Based on a true story, Kanarie is set in 1985 in South Africa. When Johan (Schalk Bezuidenhout) turns 18 he is drafted into the South African Defence Force. Being musically talented, Johan is fortunate enough to escape combat and is accepted into the SADF Choir – the choir is known as the Kanaries.
Set against a landscape where law and religion oppress individuality, Johan and the Kanaries have to first survive military training before travelling from town to town on a nationwide tour. Their mission to entertain the troops and local people, to fortify belief in the military effort and above all to promote the cause of both Church and State.
The film is based on the experiences of Charl-Johan Lingenfelder, who co-wrote the screenplay with director Christiaan Olwagen. Kanarie is a heartfelt and triumphant film that explores the pressure to conform and the resilience of individuality.
We caught up with Schalk Bezuidenhout for a behind-the-scenes look at the film.
Why was this a project that you wanted to be part of?
I was always a big fan of Christiaan Olwagen, the director of the film. I’d been wanting to work with him for a long time. When he phoned me asking me to audition for something, I immediately said yes – knowing that whatever it is, it would be great.
When I finally read the script, I loved it even more. The fact that it’s a true story completely captured me, and when I met Charl-Johan I knew that this was a man whose story I wanted to tell.
It’s a beautiful story, but also an important one.
What’s your emotional relationship to the time period depicted in the film?
Before the film, the only things I knew about that time was what I’d learnt in history lessons. I was born in 1992, when Apartheid had already basically come to an end. But the themes of the film are themes that I feel passionate about.

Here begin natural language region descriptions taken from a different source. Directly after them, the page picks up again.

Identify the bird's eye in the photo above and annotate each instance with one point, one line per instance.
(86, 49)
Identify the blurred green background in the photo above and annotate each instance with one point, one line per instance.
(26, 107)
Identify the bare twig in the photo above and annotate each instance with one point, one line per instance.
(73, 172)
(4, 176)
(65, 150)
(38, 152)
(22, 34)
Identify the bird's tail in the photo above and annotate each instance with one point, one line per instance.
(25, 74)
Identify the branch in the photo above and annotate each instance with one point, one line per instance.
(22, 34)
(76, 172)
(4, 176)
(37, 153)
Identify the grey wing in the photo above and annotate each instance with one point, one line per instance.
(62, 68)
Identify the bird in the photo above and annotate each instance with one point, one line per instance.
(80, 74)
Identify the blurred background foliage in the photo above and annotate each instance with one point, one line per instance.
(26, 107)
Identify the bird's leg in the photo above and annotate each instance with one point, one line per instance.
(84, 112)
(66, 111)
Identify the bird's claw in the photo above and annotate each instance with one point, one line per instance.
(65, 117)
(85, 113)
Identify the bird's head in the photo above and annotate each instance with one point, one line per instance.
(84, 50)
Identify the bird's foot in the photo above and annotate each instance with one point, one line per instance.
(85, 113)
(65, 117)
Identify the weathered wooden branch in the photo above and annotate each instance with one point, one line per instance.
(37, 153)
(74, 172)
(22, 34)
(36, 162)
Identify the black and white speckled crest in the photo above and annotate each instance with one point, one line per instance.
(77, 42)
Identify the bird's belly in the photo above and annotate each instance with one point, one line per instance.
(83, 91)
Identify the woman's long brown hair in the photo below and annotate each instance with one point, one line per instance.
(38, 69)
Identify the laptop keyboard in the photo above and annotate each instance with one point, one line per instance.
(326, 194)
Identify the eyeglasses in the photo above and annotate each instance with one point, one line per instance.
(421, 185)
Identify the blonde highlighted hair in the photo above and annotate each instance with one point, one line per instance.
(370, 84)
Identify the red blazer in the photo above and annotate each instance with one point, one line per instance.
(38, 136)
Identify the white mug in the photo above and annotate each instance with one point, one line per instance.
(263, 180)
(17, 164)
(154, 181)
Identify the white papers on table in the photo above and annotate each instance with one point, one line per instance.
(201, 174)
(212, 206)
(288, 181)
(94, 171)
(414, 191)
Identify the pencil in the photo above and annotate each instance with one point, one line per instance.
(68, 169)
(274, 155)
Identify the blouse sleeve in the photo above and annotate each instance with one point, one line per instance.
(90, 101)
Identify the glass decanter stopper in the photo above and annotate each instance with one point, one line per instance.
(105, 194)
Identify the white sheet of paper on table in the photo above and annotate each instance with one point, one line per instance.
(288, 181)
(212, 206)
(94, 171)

1980s Apartheid South Africa is only where this story is set. This story could have happened anywhere in the world, at any time.
You’re known for your comedy – were you nervous about taking on a dramatic role?
I studied drama at the University of Cape Town, and the projects that we did as part of our degree were mostly drama. I was nervous though – I wanted to do justice to the story and make Christiaan and Charl-Johan proud.
It was also my first dramatic role in the professional industry so I felt I had something to prove, because everyone knows me first and foremost as a stand-up comedian.
How does the experiences depicted in the film relate to the LGBTQ experience in South Africa today?
South Africa is still very conservative in many ways, but I was pleasantly surprised at the feedback that I received after the film. It felt like people really went in with open hearts and minds and welcomed the film with open arms. Not just younger audiences, but older audiences enjoyed the film a lot.
They say you can’t teach an old dog new tricks, but I think the film gave some people of an older generation a new perspective on the LGBTQ experience.
What do you hope that people feel when watching Kanarie?
I hope people feel love. I hope people feel sympathy and empathy. I hope people feel that they are not alone.